Meals, in Atlanta and some other places: $36 per day (for partial days click here and scroll down).
Meals, outside Georgia: The M&IE rate given here minus $3.
Meals, outside the US: The M&IE rate given here minus $3
(follow menus to the most recently announced rates).

Lodging, Georgia and rest of US: The lodging rate given here.
Lodging, outside the US: The lodging rate given here
(follow menus to the most recently announced rates).
Meals or lodging charges that exceed these rates by more than 25%, and meal charges in Georgia that exceed them at all, must be justified by a letter accompanying the expense report, signed by the appropriate dean or vice president.

Lodging: You are expected to limit costs and to ask for the government employee rate whenever available (unless of course you get an even lower rate some other way).

Traveling in Georgia, you are exempt from local hotel/motel taxes; bring this form with you.

If you share a room with someone who is not traveling for the state, such as your spouse, you are entitled to reimbursement at the single room rate (which is often the same as the double room rate). Get a hotel employee to note the single room rate on your receipt.

Meals: Although we don't require receipts for meals, we expect you to avoid excessive expenditure. If your meals cost more than the per diem rate, explanation will be necessary. This very commonly happens with AI Center personnel traveling to major cities; keep careful records, don't be extravagant, and write a letter detailing the reason for the high costs. This letter will be submitted to the Dean for approval.

Recent change: You are no longer required to keep exact records of the cost of each meal. Instead you can claim the per diem rate for meals.

In my opinion, it is usually better to record the exact cost of meals and claim it. Tips and service charges are included, and snacks can be lumped with the adjacent meal.

Your car: If you use your car for any part of the trip, keep records of exact odometer readings at the beginning and end of each journey. The rate for mileage reimbursement is given on the expense form, which is revised frequently.

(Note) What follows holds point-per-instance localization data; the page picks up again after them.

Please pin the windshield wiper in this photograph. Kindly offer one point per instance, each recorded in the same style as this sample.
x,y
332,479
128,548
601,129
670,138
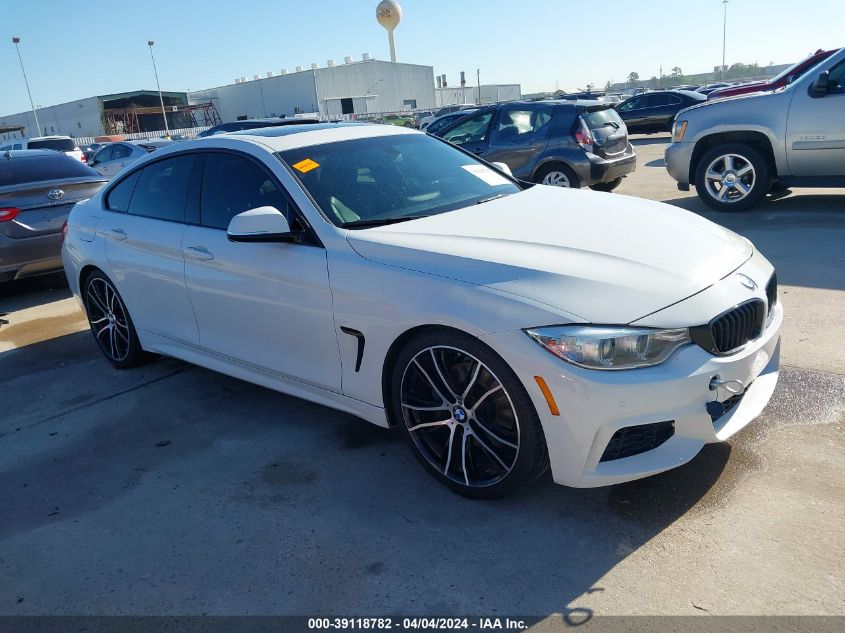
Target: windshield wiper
x,y
498,195
380,222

Recent change: If your trip begins or ends at your home, then from your mileage you should subtract the distance you normally travel to the University. The intent is to reimburse you only for mileage you would not ordinarily drive.

Side-trips: If you make personal side-trips, the principle is that at every moment you are either traveling for the University, or not. You will have to determine which parts of your trip are official state travel. The University will reimburse only those parts. You will need receipts that distinguish cleanly between personal travel and official travel.

On the expense report form, you should report your travels on personal days, but not report any expenses for them. A personal side trip need not span a complete day.

Complex mixtures of personal and official travel should be planned in advance, in consultation with your supervisor.